確かにこれをひとつ次元を増やして考えれば芽依の巨大化が説明できる。
しかも「質量保存則」の矛盾も高次元に質量があると考えれば納得できる。
高橋先生が、あんな論文書くのも頷ける話だ。
もっともあの先生の場合、完全ジョークであのくらいは書きそうだが。
頑張って英語を読んでたら部屋の扉がノックされた。
「芽依、どうした?眠れないのか?」
こくん、と頷く芽依。
今日は薄い水色で長袖長ズボンのパジャマ姿だ。
「このサイズでベッドに入るのも久しぶりだからかな?」
今度は被りを振る。
「今までさ、お義兄ちゃんと添い寝してたでしょ?
だから今日も一緒に寝たいの……」
「ちょっと待て?
巨大化した義妹に摘み上げられてパジャマの内側に無理やり押し込まれるのは『添い寝』とは言わないだろ?

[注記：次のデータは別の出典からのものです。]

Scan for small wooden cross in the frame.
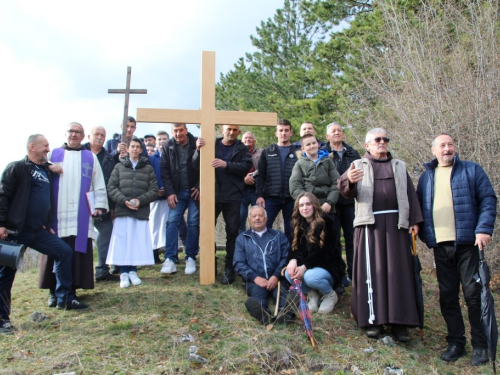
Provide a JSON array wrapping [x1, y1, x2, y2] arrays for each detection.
[[137, 51, 277, 285], [108, 66, 148, 142]]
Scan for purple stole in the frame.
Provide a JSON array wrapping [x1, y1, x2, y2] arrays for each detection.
[[50, 148, 94, 254]]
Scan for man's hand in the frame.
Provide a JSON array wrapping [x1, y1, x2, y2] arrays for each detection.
[[196, 137, 205, 150], [267, 276, 278, 291], [49, 164, 63, 174], [286, 259, 297, 279], [167, 194, 178, 210], [255, 197, 266, 208], [191, 188, 200, 201], [409, 225, 419, 236], [253, 276, 268, 289], [321, 202, 332, 214], [0, 227, 8, 240], [42, 225, 56, 234], [245, 172, 255, 185], [474, 233, 491, 250], [347, 163, 365, 184], [125, 198, 141, 211], [212, 159, 227, 168]]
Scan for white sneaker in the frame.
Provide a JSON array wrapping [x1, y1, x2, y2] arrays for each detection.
[[184, 258, 196, 275], [160, 259, 177, 273], [128, 271, 142, 285], [120, 273, 130, 288], [318, 289, 339, 314], [307, 290, 319, 313]]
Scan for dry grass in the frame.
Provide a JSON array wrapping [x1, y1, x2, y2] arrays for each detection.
[[0, 247, 492, 374]]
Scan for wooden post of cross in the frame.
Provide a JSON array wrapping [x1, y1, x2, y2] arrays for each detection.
[[108, 66, 148, 142], [137, 51, 277, 285]]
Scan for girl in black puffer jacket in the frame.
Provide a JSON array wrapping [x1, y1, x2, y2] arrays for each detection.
[[106, 137, 158, 288]]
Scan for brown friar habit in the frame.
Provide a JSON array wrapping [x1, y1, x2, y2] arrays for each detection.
[[338, 153, 423, 327]]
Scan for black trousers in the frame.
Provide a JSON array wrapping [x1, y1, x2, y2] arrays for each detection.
[[215, 202, 241, 269], [434, 242, 488, 348]]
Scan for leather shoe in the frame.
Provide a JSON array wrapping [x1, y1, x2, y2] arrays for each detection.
[[470, 348, 490, 366], [95, 273, 120, 283], [366, 326, 382, 339], [221, 268, 234, 285], [441, 344, 467, 362]]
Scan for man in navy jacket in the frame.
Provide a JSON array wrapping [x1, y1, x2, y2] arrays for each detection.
[[417, 133, 497, 366]]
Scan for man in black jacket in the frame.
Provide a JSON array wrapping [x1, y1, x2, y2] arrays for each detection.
[[194, 125, 252, 285], [324, 122, 361, 287], [83, 126, 120, 282], [0, 134, 88, 333], [160, 123, 200, 274], [255, 119, 301, 243]]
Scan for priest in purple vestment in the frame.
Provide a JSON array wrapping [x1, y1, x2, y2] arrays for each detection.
[[39, 122, 108, 307]]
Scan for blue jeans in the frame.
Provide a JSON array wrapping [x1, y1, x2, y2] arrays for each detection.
[[264, 197, 295, 243], [285, 267, 333, 295], [165, 189, 200, 263], [94, 219, 113, 279], [0, 228, 75, 321], [334, 204, 354, 280], [238, 186, 257, 233]]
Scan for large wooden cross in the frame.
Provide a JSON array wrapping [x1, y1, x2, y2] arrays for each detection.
[[137, 51, 277, 285], [108, 66, 148, 142]]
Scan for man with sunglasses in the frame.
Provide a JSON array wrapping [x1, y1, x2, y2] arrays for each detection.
[[338, 128, 423, 342]]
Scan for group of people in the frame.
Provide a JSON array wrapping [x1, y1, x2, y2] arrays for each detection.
[[0, 117, 496, 365]]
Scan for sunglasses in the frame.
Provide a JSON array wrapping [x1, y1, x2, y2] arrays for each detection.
[[372, 137, 390, 143]]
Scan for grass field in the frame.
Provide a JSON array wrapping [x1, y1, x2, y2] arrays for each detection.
[[0, 248, 493, 374]]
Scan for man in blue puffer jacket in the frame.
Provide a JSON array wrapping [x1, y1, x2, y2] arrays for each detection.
[[233, 206, 293, 325], [417, 133, 497, 366]]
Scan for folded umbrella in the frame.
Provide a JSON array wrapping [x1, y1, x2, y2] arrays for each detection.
[[476, 249, 498, 374]]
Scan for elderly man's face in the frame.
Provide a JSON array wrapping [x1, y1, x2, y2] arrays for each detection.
[[66, 124, 85, 148], [241, 133, 256, 150], [432, 134, 457, 167], [326, 125, 344, 143], [121, 121, 137, 139], [89, 126, 106, 149], [222, 125, 241, 144], [172, 124, 188, 146], [248, 207, 267, 232], [365, 133, 389, 159], [300, 122, 316, 137]]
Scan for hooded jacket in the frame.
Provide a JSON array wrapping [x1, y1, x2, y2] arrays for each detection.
[[417, 154, 497, 248], [233, 229, 290, 282], [290, 150, 340, 207], [323, 142, 361, 204], [108, 156, 158, 220], [0, 156, 54, 232]]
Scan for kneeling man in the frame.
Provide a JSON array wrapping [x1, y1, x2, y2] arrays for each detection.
[[233, 206, 293, 325]]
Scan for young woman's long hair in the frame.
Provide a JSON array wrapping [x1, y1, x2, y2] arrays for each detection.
[[292, 192, 325, 251]]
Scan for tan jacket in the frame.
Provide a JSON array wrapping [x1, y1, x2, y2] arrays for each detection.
[[353, 158, 410, 229]]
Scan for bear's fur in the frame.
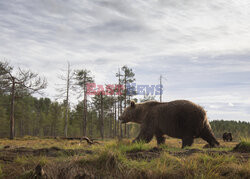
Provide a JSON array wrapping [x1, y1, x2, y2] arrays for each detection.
[[119, 100, 219, 148], [222, 132, 233, 141]]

そもそもお前が寝返り打ったら圧死する状況が毎日続いてたんだが?」
芽依は頬を真っ赤にしつつも、譲るつもりはないみたいだ。
「でも、うれしかったクセに……」
うぐっそれは否定できない自分が悲しい。
それからも説得を続けたが芽依が折れる気配はない。
はあ。
「ただ添い寝するだけだからな?
それ以上は絶対ダメだ」
それでも芽依は満面の笑みを浮かべた。
俺の理性、ちゃんと仕事するかね?
(*1) 引用: ”FLATLAND: A ROMANCE OF MANY DIMENSIONS” EDWIN A. ABBOTT(1884)
今ならKindleで英語版が無料で読めます。すげー疲れた。昔、日訳を読んだことがあったんでナナメ読みでなんとか。